Kurs tej pary walutowej w dalszym ciągu znajduje się w trakcie korekty spadkowej, zniżkując już o blisko 5,5% od szczytu ustanowionego w drugiej połowie października. Jednak póki co jest to w dalszym ciągu korekta rozpoczętej w marcu fali wzrostowej, a o ewentualnym odwróceniu trendu będzie można mówić dopiero po przełamaniu poziomu 1,4150, będącego 38,2-procentowym zniesieniem Fibonacciego. Z danych makro, jakie dziś poznaliśmy warto wspomnieć o odczycie wielkości inflacji PPI z Niemiec, która wyniosła w listopadzie -5,9% r/r, przy oczekiwaniach na poziomie -6,2% r/r. Z kolei wielkość indeksu niemieckiego instytutu Ifo wyniosła w grudniu 94,7 pkt i praktycznie była zgodna z oczekiwaniami. Publikacje te nie wpłynęły istotnie na notowania eurodolara, który w dalszym ciągu kontynuował ruch spadkowy.

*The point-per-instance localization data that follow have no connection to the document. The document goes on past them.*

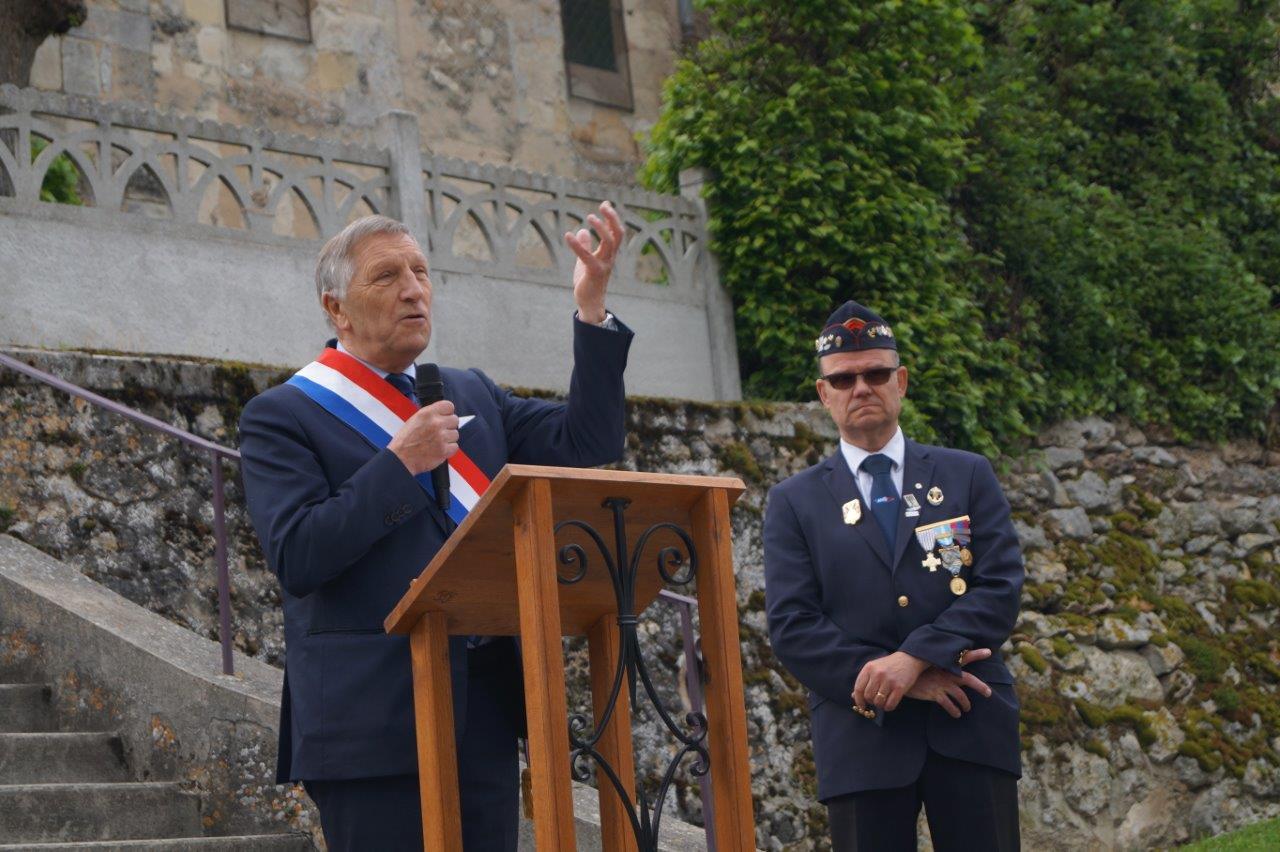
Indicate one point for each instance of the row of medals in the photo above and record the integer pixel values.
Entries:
(951, 555)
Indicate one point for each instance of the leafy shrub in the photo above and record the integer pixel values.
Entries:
(1063, 207)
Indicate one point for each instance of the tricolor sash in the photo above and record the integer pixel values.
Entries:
(371, 406)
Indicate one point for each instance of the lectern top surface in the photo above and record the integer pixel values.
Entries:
(472, 578)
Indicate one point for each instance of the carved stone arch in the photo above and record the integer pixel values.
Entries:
(460, 216)
(71, 147)
(634, 255)
(293, 186)
(540, 218)
(10, 173)
(219, 175)
(146, 159)
(361, 191)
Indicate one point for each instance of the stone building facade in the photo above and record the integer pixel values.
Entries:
(1147, 650)
(496, 81)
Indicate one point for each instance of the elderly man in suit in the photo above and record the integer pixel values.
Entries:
(892, 577)
(337, 466)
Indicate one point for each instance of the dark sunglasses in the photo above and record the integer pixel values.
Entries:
(873, 378)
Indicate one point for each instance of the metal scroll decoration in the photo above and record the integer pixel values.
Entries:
(676, 567)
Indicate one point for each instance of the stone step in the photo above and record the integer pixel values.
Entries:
(26, 706)
(60, 757)
(68, 812)
(245, 843)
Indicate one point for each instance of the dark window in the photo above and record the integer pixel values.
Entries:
(280, 18)
(595, 51)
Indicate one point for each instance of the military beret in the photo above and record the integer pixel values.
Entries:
(854, 328)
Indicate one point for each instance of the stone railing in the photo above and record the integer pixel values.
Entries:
(214, 229)
(478, 219)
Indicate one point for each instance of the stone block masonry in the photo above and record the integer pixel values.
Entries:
(487, 77)
(1147, 650)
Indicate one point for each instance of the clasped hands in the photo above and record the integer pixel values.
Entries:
(885, 682)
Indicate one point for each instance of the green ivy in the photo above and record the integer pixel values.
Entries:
(62, 181)
(1063, 207)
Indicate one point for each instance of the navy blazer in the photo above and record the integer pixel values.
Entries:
(833, 600)
(344, 527)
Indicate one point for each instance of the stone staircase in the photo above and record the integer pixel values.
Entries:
(72, 789)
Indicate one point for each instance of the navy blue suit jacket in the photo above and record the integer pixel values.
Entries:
(344, 527)
(832, 595)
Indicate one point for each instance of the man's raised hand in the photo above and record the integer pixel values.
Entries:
(594, 266)
(428, 438)
(886, 681)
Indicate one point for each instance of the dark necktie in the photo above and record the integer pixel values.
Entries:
(883, 495)
(403, 384)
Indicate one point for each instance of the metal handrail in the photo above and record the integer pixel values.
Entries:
(216, 453)
(682, 603)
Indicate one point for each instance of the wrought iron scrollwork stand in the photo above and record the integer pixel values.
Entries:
(624, 566)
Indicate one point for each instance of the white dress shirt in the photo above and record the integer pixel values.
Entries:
(411, 371)
(854, 456)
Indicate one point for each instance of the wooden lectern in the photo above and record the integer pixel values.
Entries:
(502, 575)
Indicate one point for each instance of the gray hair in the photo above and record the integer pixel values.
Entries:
(336, 265)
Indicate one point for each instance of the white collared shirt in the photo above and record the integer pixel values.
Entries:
(411, 371)
(854, 456)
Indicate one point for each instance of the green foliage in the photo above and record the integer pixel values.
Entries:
(836, 133)
(62, 181)
(1260, 837)
(1061, 206)
(1033, 658)
(1205, 660)
(1114, 169)
(737, 457)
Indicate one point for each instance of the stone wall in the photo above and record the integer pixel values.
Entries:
(1147, 651)
(487, 78)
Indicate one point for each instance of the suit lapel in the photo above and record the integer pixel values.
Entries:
(844, 488)
(437, 513)
(917, 467)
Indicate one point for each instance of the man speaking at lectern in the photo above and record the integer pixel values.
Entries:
(338, 476)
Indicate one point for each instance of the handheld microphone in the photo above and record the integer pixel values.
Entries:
(430, 389)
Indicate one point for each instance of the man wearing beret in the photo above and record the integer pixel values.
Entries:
(892, 577)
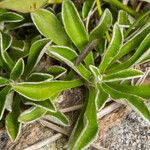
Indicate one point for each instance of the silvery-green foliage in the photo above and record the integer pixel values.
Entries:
(66, 39)
(105, 81)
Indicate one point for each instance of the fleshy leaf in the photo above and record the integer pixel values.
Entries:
(136, 102)
(103, 26)
(23, 5)
(3, 94)
(86, 127)
(3, 81)
(40, 91)
(133, 42)
(123, 19)
(86, 7)
(10, 17)
(32, 114)
(52, 27)
(13, 126)
(18, 70)
(113, 48)
(37, 50)
(123, 75)
(74, 25)
(5, 41)
(141, 52)
(68, 56)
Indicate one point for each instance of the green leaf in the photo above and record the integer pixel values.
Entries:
(103, 26)
(54, 1)
(113, 48)
(141, 52)
(52, 27)
(3, 94)
(123, 75)
(9, 100)
(38, 77)
(94, 70)
(32, 114)
(123, 19)
(136, 102)
(3, 81)
(19, 49)
(102, 98)
(74, 25)
(13, 126)
(86, 127)
(23, 5)
(87, 7)
(68, 56)
(18, 70)
(5, 42)
(56, 71)
(37, 50)
(47, 104)
(10, 17)
(141, 91)
(40, 91)
(135, 39)
(57, 117)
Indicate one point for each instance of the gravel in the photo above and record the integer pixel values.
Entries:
(132, 133)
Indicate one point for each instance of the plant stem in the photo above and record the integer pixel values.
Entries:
(137, 22)
(100, 13)
(124, 7)
(85, 52)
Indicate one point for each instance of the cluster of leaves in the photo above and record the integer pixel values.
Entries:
(28, 95)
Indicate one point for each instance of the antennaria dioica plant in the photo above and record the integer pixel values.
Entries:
(67, 40)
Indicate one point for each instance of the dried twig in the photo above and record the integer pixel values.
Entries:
(107, 110)
(142, 79)
(44, 142)
(73, 108)
(53, 126)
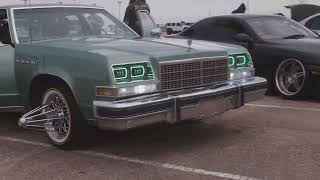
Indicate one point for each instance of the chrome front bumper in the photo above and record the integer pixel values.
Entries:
(172, 107)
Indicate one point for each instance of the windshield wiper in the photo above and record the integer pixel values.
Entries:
(296, 36)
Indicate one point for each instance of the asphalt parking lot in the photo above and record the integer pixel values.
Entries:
(270, 139)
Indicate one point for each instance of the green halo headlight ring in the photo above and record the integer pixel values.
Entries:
(239, 61)
(242, 60)
(120, 73)
(231, 61)
(126, 73)
(137, 71)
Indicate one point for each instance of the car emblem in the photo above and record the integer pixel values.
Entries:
(189, 43)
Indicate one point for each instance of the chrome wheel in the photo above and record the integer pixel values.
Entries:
(61, 129)
(290, 77)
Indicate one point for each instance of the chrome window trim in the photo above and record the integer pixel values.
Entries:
(9, 24)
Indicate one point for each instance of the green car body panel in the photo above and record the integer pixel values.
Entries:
(85, 63)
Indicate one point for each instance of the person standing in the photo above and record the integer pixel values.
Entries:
(131, 18)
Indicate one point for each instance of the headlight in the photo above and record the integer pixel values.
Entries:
(125, 73)
(242, 73)
(126, 91)
(128, 74)
(239, 60)
(241, 66)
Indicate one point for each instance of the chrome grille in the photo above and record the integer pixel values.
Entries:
(191, 73)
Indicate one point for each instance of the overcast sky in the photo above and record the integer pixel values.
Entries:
(186, 10)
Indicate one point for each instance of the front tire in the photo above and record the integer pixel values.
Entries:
(68, 132)
(292, 79)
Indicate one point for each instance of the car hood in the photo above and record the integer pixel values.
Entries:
(162, 49)
(305, 45)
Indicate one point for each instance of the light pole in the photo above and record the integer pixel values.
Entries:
(119, 4)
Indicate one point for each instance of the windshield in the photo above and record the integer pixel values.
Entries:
(278, 28)
(53, 23)
(147, 23)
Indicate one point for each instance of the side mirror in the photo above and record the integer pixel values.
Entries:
(156, 32)
(242, 37)
(3, 22)
(317, 32)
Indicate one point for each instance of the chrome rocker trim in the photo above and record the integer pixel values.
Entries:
(172, 107)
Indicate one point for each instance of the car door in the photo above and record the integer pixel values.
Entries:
(9, 98)
(314, 24)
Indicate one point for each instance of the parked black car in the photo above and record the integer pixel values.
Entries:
(283, 51)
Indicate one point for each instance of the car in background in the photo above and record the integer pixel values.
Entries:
(71, 67)
(283, 51)
(313, 23)
(174, 28)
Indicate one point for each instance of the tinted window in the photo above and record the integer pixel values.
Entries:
(225, 30)
(53, 23)
(278, 28)
(200, 30)
(314, 23)
(147, 23)
(215, 30)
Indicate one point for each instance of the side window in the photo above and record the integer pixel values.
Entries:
(5, 37)
(75, 27)
(225, 30)
(100, 25)
(314, 23)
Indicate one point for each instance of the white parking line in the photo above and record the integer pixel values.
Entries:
(282, 107)
(141, 162)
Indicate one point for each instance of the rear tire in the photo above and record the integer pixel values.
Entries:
(292, 79)
(69, 132)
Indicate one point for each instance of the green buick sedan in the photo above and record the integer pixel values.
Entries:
(71, 67)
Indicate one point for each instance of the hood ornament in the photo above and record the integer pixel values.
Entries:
(189, 42)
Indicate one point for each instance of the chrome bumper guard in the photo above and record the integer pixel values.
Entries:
(172, 107)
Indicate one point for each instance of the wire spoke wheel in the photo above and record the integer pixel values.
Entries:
(61, 128)
(290, 77)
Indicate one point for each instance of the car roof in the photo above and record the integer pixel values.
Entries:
(245, 16)
(47, 6)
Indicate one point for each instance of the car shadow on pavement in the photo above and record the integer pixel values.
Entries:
(147, 140)
(162, 138)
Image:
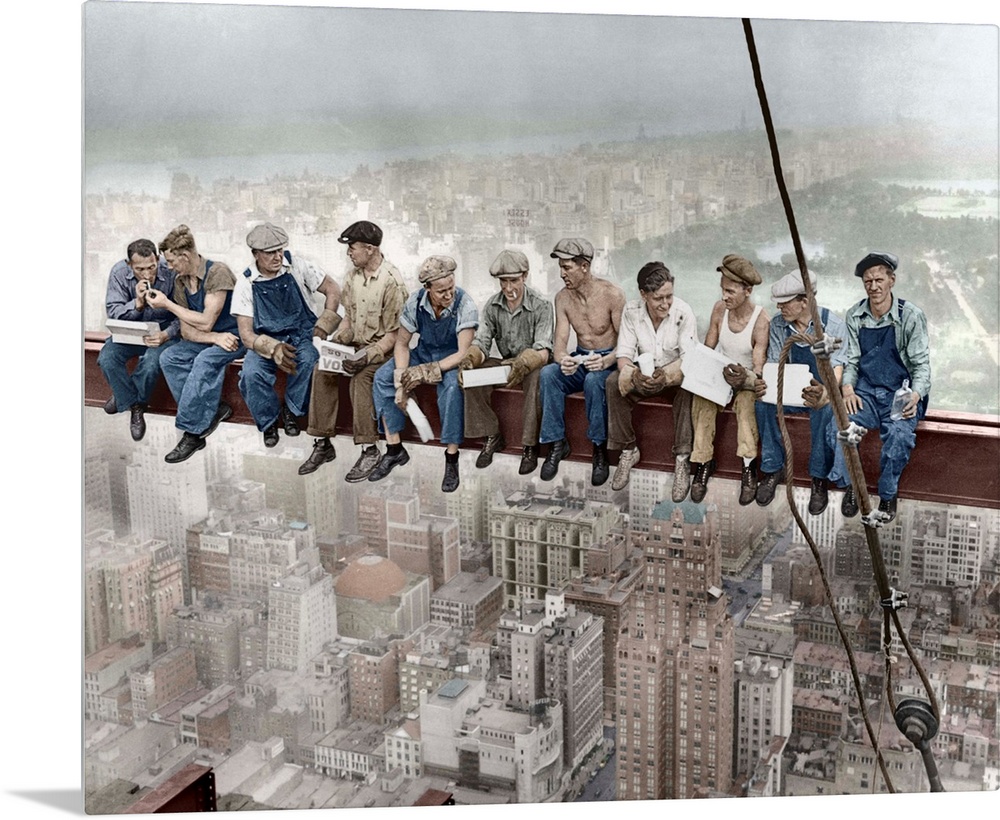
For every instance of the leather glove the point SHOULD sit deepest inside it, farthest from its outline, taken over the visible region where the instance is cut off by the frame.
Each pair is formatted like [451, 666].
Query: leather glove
[815, 395]
[427, 373]
[523, 363]
[327, 322]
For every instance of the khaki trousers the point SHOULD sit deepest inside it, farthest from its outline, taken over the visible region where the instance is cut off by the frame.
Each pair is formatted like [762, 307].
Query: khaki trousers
[621, 433]
[703, 413]
[324, 402]
[482, 421]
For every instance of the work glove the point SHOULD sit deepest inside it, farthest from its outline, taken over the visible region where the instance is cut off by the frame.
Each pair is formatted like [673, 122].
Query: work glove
[523, 363]
[427, 373]
[327, 322]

Na krajowym rynku walutowym obserwować można było dalszą deprecjację złotego. Kurs EUR/PLN oraz USD/PLN na zakończenie sesji w Europie doszły w okolice poziomów odpowiednio: 4,2050 oraz 2,9400. Złoty pomimo napływu w ostatnim czasie pozytywnych danych z polskiej gospodarki, m.in.: dynamiki produkcji przemysłowej, pozostaje słaby. Spadek wartości PLN wynika przede wszystkim z sytuacji na rynkach zagranicznych i dopóki będziemy obserwować zniżkę notowań eurodolara, spodziewać można się także dalszego osłabienia krajowej waluty.